Signs that the global shipping industry has hit the bottom of its current cycle provides a good case for opportunistic investing in cargo vessels, Mercer says.
Investing in ‘distressed shipping’ is a variation of the current capital scarcity theme, Mercer says: now the small number of the banks which have been consistent suppliers of debt to the shipping industry – such as RBS, Lloyds TSB and HSH Norbank – have been forced to exit and focus on domestic businesses, investors with “fresh capital” can buy vessels at attractive prices.
“With the majority of shipping banks largely withdrawn from current ship lending as they tackle their own balance sheets, lack of capital has seen the valuation of second-hand vessels falling to very low historical levels,” the consultant writes in a research note, The ship’s in for opportunistic returns.
Specialist ‘distressed shipping’ investment managers tell Mercer that internal rates of return between 15 and 25-plus per cent can be achieved in the current environment.
The return drivers are income and capital appreciation: the charter rates paid to vessels generate income and can provide unlevered yields of between 14-17 per cent in the next few years, Mercer writes.

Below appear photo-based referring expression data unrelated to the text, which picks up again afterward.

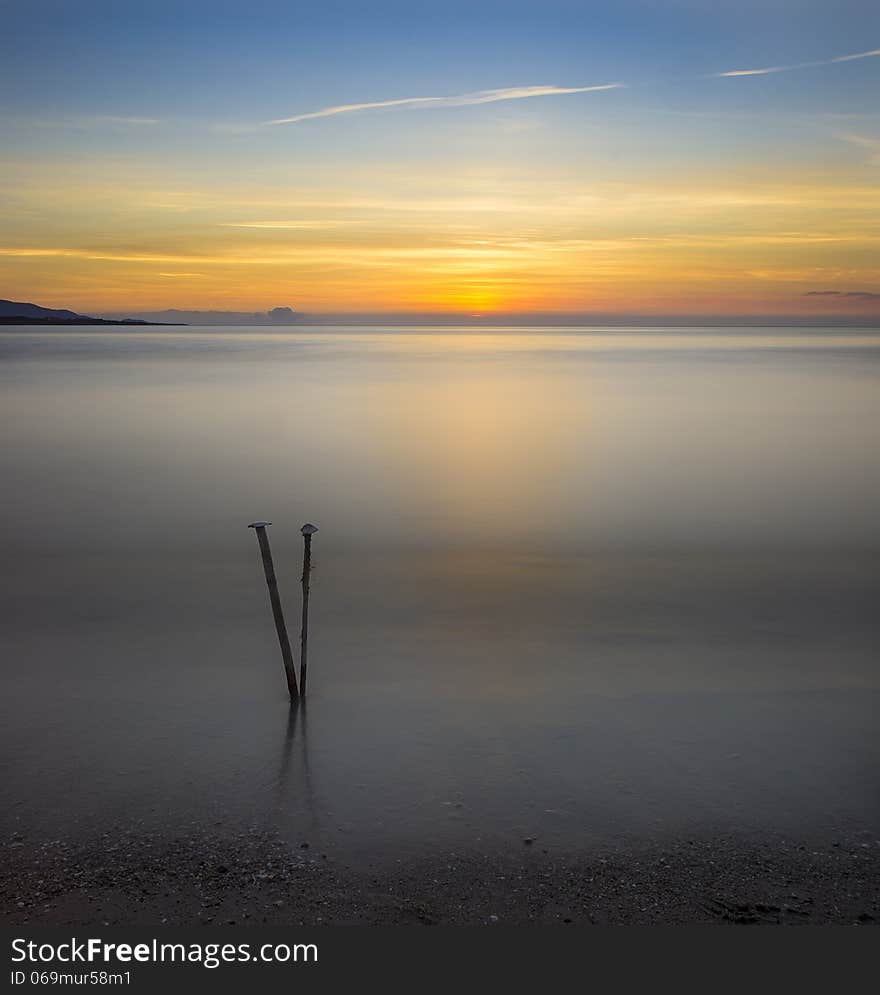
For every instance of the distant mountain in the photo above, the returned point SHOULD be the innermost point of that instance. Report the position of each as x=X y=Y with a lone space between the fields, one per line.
x=21 y=313
x=277 y=316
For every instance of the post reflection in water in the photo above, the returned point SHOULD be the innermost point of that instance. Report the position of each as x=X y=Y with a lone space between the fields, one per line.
x=293 y=786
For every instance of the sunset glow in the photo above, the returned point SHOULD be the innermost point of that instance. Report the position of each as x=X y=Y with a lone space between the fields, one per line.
x=719 y=190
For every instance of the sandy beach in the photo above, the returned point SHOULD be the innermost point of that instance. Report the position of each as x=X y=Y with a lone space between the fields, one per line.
x=256 y=879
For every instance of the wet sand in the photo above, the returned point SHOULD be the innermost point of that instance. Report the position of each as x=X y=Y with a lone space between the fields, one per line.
x=255 y=879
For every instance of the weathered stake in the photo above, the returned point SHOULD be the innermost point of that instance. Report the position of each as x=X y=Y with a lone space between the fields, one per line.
x=308 y=531
x=274 y=598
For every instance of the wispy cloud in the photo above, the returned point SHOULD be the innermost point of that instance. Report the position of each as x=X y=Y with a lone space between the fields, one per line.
x=454 y=100
x=315 y=225
x=799 y=65
x=858 y=295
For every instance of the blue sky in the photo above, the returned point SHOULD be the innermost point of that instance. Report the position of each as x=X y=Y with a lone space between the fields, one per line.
x=105 y=104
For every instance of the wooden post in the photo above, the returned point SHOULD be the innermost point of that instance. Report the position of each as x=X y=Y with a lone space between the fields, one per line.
x=308 y=531
x=275 y=599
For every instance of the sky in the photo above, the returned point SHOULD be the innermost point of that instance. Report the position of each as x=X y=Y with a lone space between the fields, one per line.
x=626 y=157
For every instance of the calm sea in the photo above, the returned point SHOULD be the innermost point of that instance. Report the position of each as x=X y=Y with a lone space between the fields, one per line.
x=576 y=585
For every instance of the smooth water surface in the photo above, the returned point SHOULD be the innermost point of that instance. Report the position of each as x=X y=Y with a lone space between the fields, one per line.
x=572 y=584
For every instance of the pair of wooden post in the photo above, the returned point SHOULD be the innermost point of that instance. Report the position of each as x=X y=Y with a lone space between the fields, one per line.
x=307 y=531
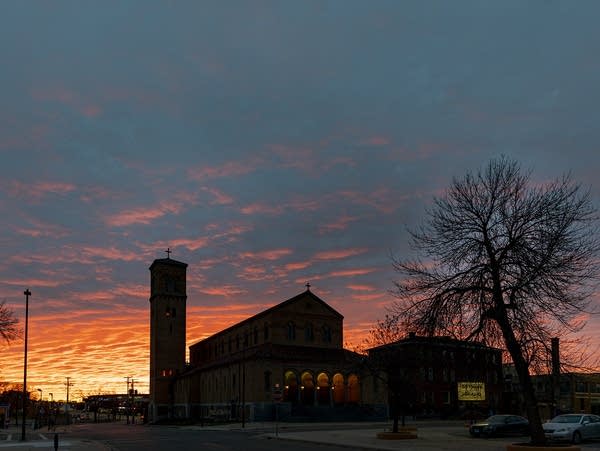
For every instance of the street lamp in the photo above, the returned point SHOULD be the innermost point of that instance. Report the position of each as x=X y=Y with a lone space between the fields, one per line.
x=27 y=293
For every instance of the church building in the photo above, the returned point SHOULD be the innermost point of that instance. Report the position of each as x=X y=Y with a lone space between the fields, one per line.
x=288 y=361
x=290 y=355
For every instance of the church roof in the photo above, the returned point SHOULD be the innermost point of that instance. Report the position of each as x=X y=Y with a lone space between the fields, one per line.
x=167 y=261
x=298 y=297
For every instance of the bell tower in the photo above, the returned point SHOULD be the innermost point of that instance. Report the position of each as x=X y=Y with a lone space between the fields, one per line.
x=167 y=332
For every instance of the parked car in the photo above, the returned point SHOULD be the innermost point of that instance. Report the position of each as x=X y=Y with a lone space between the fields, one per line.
x=500 y=425
x=573 y=427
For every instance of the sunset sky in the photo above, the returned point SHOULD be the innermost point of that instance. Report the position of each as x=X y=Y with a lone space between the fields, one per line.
x=267 y=143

And as the shipping cycle turns upwards valuations of shipping vessels, capital appreciation will come into play.
As such, shipping investments chart return profiles similar to private equity but can throw off significant yields.
The shipping industry has a history of generating volatile returns, primarily due to the “boom and bust nature” of maritime freight rates, the consultant writes. These rates are directly linked to the cyclicality of global trade – and there are signs that the shipping industry has hit the bottom of its current cycle.

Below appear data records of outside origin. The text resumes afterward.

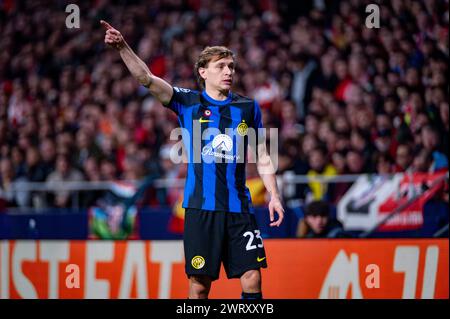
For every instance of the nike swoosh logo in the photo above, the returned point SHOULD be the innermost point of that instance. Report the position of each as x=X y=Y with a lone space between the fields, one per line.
x=201 y=120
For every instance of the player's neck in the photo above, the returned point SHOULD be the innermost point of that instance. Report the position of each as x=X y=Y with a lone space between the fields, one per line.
x=217 y=94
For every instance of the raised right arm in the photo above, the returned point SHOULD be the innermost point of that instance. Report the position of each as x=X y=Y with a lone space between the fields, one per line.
x=159 y=88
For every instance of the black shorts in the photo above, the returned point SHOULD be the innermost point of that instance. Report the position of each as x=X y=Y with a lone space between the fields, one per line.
x=212 y=237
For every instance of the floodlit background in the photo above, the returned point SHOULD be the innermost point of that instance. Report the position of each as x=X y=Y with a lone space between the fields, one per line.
x=362 y=119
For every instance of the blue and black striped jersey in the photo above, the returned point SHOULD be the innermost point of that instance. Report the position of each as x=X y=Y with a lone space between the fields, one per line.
x=216 y=135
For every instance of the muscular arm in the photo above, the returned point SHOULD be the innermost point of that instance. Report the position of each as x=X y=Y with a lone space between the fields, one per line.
x=266 y=171
x=159 y=88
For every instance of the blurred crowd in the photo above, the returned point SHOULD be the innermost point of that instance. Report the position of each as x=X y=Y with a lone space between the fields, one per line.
x=347 y=99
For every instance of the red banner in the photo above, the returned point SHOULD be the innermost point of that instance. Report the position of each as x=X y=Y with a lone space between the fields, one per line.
x=393 y=268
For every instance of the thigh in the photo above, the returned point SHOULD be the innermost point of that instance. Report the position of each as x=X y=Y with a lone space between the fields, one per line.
x=203 y=241
x=245 y=247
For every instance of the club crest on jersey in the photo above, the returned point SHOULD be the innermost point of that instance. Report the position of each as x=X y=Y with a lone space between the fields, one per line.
x=198 y=262
x=242 y=129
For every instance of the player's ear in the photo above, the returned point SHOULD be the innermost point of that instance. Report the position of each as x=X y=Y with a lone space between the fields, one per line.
x=202 y=72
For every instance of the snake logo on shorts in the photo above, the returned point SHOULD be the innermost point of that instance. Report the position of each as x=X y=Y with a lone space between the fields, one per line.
x=198 y=262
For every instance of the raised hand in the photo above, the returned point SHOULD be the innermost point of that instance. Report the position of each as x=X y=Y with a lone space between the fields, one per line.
x=113 y=37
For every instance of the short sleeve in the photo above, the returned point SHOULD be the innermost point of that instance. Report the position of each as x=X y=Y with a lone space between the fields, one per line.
x=180 y=99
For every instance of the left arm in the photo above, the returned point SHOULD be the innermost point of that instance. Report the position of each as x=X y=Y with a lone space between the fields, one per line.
x=267 y=172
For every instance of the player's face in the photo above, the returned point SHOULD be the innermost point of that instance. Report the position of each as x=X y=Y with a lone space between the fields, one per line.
x=219 y=74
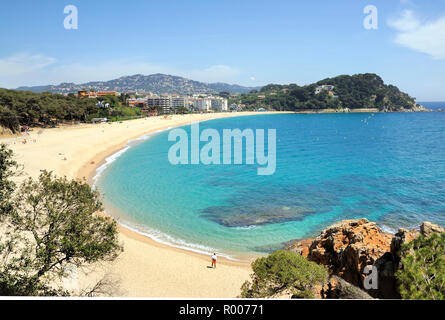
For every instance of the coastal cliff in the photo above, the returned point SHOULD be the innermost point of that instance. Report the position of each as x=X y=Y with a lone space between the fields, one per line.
x=347 y=247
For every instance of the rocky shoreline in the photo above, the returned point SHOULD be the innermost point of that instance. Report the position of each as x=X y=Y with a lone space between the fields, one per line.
x=347 y=247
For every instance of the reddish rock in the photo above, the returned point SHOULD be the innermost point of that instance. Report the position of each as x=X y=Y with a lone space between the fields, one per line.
x=346 y=248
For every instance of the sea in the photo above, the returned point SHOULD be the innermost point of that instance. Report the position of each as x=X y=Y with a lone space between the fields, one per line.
x=386 y=167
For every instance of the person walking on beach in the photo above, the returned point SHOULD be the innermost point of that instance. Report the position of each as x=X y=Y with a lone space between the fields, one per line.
x=214 y=260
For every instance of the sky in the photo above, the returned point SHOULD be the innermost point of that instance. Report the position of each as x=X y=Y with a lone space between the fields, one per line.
x=247 y=42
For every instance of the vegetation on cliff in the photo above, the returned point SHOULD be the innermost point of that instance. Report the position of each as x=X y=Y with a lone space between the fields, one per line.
x=283 y=272
x=47 y=227
x=423 y=273
x=353 y=92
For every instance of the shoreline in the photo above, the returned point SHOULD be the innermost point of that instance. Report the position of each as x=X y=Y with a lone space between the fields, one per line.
x=88 y=172
x=146 y=268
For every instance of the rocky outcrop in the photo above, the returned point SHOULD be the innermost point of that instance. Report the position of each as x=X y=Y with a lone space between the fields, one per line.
x=337 y=288
x=347 y=247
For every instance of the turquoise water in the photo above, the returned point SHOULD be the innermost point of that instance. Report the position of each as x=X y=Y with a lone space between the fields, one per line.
x=389 y=168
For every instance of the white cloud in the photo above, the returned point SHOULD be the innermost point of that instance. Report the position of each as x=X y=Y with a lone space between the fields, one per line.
x=38 y=69
x=426 y=37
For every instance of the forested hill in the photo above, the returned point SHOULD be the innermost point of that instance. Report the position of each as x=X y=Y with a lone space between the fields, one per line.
x=155 y=83
x=348 y=92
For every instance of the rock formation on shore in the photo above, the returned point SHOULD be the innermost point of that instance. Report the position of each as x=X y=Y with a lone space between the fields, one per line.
x=347 y=247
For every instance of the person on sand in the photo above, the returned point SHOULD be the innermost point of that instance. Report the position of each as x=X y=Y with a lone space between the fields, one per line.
x=214 y=260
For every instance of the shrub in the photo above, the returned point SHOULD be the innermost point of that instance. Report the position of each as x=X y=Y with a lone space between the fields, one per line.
x=283 y=272
x=423 y=273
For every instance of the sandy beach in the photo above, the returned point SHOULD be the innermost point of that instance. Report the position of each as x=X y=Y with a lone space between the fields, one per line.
x=145 y=268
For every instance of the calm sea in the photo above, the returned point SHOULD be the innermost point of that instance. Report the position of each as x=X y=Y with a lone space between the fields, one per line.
x=389 y=168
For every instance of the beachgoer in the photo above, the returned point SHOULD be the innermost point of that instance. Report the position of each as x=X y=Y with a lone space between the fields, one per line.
x=214 y=260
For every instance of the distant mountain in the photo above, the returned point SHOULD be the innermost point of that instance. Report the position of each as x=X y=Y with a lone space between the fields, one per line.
x=155 y=83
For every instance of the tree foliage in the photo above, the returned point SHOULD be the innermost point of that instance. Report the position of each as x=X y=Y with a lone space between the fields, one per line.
x=423 y=273
x=283 y=272
x=53 y=224
x=353 y=92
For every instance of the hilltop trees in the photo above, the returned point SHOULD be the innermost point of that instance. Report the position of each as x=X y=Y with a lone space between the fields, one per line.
x=357 y=91
x=47 y=226
x=283 y=272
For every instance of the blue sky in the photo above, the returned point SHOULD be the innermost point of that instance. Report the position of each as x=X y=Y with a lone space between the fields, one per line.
x=246 y=42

Ships are the major transporters of merchandise and commodities, including crude oil and iron ore, and transport almost 90 per cent of global trade, generating a total global revenue of more than US$600 billion each year.

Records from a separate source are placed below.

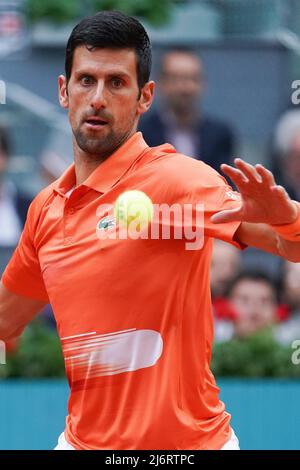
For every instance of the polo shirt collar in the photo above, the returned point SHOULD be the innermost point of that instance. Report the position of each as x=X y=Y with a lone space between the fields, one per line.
x=108 y=172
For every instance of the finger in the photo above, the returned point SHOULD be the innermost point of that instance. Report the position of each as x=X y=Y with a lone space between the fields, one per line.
x=234 y=174
x=227 y=216
x=266 y=175
x=280 y=191
x=248 y=170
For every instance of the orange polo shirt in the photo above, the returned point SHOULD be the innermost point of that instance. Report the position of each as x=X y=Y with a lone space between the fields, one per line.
x=134 y=315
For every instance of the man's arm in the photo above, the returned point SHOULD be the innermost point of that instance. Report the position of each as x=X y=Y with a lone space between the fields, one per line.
x=15 y=313
x=262 y=236
x=270 y=220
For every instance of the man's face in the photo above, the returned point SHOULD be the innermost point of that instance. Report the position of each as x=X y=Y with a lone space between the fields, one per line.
x=181 y=81
x=256 y=306
x=103 y=98
x=225 y=263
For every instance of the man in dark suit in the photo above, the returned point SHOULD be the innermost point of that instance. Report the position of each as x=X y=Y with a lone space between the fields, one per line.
x=13 y=206
x=179 y=120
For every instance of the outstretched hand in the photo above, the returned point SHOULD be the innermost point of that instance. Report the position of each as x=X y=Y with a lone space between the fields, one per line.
x=263 y=201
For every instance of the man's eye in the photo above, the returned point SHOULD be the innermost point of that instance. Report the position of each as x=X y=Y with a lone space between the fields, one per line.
x=86 y=80
x=116 y=83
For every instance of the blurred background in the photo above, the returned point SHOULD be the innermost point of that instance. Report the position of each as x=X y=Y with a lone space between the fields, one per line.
x=226 y=73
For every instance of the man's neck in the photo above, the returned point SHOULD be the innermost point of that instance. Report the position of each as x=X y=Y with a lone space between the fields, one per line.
x=86 y=164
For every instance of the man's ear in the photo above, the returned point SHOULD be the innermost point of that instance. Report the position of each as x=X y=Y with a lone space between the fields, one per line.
x=63 y=92
x=146 y=98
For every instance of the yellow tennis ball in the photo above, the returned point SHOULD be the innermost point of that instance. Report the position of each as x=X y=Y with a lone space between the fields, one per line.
x=134 y=209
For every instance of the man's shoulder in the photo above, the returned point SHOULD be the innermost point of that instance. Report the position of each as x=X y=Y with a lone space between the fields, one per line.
x=40 y=201
x=182 y=170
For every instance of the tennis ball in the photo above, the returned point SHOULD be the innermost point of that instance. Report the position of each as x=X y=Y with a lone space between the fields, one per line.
x=134 y=209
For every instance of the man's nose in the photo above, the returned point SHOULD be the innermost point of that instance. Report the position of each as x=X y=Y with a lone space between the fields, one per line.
x=99 y=97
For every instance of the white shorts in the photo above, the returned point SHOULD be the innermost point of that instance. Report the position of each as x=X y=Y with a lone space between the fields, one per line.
x=232 y=444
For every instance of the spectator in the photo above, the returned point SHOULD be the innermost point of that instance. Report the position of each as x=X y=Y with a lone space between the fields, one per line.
x=179 y=118
x=226 y=263
x=290 y=330
x=13 y=206
x=254 y=297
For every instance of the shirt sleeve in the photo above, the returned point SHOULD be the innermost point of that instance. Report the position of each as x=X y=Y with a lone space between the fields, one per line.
x=23 y=273
x=220 y=198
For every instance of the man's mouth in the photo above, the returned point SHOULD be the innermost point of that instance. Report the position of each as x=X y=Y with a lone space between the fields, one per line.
x=95 y=122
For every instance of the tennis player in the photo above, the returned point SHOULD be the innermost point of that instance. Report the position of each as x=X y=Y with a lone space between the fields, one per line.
x=134 y=315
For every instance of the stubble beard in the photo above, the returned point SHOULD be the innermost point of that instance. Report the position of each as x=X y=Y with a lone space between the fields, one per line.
x=103 y=146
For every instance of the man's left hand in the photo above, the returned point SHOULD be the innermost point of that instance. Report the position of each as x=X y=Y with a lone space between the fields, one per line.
x=263 y=201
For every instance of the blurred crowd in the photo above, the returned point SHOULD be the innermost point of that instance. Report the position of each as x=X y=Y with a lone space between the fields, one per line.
x=251 y=290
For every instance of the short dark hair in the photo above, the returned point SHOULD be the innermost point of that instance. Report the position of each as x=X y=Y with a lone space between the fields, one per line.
x=112 y=29
x=4 y=141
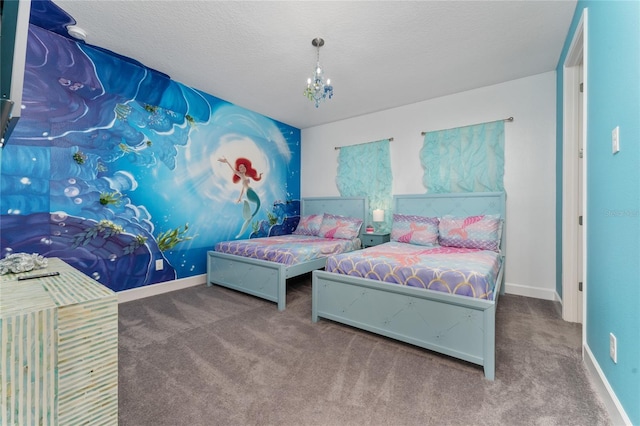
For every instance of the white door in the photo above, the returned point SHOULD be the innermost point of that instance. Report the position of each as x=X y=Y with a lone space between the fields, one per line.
x=580 y=189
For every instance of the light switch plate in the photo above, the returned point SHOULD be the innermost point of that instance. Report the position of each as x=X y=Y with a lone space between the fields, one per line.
x=615 y=140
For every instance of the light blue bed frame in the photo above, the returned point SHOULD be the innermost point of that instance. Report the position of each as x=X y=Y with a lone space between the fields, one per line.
x=458 y=326
x=268 y=280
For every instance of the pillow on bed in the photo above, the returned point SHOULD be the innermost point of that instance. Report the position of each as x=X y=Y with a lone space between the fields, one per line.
x=309 y=225
x=335 y=226
x=479 y=232
x=411 y=229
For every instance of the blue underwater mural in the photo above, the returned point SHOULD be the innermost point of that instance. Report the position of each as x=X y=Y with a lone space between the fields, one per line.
x=113 y=166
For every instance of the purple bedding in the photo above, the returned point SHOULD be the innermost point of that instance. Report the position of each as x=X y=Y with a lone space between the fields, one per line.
x=287 y=249
x=462 y=271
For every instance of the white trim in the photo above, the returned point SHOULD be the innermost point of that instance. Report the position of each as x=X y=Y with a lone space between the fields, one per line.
x=571 y=79
x=558 y=298
x=602 y=387
x=155 y=289
x=529 y=291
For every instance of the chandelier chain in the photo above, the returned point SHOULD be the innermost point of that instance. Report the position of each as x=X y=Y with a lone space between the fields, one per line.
x=317 y=89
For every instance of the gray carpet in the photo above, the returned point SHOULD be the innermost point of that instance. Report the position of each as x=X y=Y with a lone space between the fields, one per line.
x=213 y=356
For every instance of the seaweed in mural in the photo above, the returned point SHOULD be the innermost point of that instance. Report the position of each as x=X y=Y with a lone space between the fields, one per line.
x=169 y=239
x=109 y=152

There are three main vessel categories: cargo and dry bulk, which transport commodities such as iron ore; tankers and wet bulk, which ship crude oil; and containerships, which carry manufactured goods. Each of these sectors has distinct supply and demand dynamics, which are strongly cyclical and drive the investment returns for direct investors in the industry.
In the five years to 2008, shippers enjoyed large charter rate increases and the strong appreciation of vessel valuations as the growing global economy drove demand for further shipping capacity. Plentiful and cheap debt enabled the industry to expand. But this didn’t last.
Global trade volumes were undercut by the financial crisis. The containership sector was hit first, and dry bulk trade slowed as demand for raw materials from China dropped off. And by May 2009, shipping rates for crude oil, product and chemical tankers had fallen 95 per cent.
These sharp declines came as ship owners were neared the expiry dates for covenant repayments on loans they had taken on in previous years. As refinancing risks loomed, banks put pressure on borrowers, putting downward pressure on the value of their vessels.
The ups and downs of global trade must be taken on board when investing in shipping, Mercer reminds. The value of a ship is calculated from the expected future cash flows it can generate, and this future income is reflected in the charter rates it commands. This means a ship’s purchase price is directly linked to its charter rates at the time of acquisition.
Surging charter rates in the five years preceding the crisis increased the future expected cashflows of ships and consequently drove up asset prices. But as charter rates declined, ships bought at those high valuations have underperformed as investments.
But lower charter rates now provide an investment opportunity. “Vessels purchased at today’s asset prices and chartered at current charter rates can be profitable and therefore appropriately matched and able to generate operating profit,” Mercer writes.
The consultant reckons that income from current charter rates can “generate acceptable profit margins”.
But the private equity-like play is truly opportunistic, and high returns depend on the partial recovery of prices paid for vessels. And since valuations are driven by demand for shipping transport, a prolonged economic downturn, sluggish international trade or lower consumption of crude oil stand as the greatest risks for investors.